Morticia’s nails paused their sequence and she took another slow sip to allow her turgid silence to speak for itself. 

"I apologize. I just—" Isadora sighed, "this is a bit more complicated than I'd expected when I encouraged Enid to invite Wednesday to visit."

A sabre-sharp smile bisected her bloodred lips as she purred, "If my daughter is involved, it will always be more complicated than one expects. That's part of her charm.”

"So I’m learning," Capri agreed, though she sounded less than charmed. "I'll need to send you the coordinates, but GoogleMaps estimates the drive from the address in Wednesday’s student file to be just over three hours. When can I expect you and Mr. Addams to arrive?"

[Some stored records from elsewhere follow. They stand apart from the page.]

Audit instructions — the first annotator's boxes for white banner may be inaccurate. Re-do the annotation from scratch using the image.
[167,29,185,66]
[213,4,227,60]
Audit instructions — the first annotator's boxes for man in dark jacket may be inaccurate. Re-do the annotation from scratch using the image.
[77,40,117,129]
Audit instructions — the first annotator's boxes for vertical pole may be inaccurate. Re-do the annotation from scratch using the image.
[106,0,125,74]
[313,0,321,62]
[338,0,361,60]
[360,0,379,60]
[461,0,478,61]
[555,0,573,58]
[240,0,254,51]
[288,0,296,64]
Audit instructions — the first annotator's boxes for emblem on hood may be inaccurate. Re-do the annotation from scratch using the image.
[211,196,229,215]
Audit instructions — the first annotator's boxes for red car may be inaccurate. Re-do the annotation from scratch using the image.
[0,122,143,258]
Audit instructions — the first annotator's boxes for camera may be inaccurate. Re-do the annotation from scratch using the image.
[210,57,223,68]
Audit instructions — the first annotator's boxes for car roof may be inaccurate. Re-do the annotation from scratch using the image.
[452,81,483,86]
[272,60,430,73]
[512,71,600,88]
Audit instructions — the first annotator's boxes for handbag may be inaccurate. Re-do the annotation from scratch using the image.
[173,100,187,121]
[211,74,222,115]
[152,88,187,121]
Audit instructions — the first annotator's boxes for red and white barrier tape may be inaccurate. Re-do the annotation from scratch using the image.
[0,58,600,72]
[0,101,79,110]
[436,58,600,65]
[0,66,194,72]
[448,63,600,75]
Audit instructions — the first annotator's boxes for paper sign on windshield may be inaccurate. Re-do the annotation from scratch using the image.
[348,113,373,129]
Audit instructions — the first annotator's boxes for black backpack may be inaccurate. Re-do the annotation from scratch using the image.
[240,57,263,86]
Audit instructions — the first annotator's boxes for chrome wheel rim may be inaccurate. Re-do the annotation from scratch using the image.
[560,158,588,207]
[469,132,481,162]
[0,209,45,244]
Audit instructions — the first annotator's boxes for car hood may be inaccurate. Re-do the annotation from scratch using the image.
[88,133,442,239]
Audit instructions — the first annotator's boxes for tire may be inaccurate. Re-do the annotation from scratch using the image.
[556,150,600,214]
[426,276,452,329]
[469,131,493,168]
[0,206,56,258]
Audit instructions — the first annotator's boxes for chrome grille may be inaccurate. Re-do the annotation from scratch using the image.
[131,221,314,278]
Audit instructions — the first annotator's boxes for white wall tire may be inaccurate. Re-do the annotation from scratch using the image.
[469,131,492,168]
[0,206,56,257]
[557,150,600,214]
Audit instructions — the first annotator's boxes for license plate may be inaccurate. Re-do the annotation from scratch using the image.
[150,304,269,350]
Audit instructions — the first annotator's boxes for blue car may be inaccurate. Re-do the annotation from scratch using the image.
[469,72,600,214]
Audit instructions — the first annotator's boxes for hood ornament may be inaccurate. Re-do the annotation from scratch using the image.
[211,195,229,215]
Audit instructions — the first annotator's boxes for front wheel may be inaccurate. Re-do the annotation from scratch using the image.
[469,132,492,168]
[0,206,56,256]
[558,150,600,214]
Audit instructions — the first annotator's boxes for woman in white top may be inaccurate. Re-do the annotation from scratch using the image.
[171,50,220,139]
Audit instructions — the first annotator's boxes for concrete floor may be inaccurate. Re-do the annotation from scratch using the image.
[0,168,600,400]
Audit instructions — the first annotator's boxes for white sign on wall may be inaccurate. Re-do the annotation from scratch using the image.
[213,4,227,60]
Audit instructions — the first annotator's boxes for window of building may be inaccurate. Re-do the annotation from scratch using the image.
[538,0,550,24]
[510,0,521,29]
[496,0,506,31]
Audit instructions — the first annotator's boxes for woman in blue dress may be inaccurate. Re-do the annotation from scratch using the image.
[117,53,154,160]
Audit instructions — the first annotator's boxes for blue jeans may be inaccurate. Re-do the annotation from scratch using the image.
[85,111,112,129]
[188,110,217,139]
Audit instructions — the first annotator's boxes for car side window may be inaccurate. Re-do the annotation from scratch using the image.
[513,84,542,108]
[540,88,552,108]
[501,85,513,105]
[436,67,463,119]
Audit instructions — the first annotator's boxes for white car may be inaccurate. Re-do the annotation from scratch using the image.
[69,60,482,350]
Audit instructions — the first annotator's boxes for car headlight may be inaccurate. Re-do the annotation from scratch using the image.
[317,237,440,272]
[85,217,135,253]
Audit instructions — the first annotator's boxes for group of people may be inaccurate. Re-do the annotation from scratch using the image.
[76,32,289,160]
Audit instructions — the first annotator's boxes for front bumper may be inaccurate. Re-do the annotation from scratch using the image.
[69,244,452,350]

Morticia side-eyed the grandfather clock's bat wing hands. "We'll be there before sundown."

As they hung up, Gomez's hands clapped together, a wonderfully wistful look in his eye. "Our little scorpion is growing up so fast, Tish! A mating bond? With a wanted fugitive?"

"So it would seem, darling," Morticia murmured, almost absentmindedly. "Lurch! Please bring the car around, we need to depart within the hour."

As elated as her husband was by this development, Morticia couldn't help but feel a singular sort of dread—and not the kind that got her blood pumping. Her fingers resumed their course up and down the armrest, eyes losing focus. 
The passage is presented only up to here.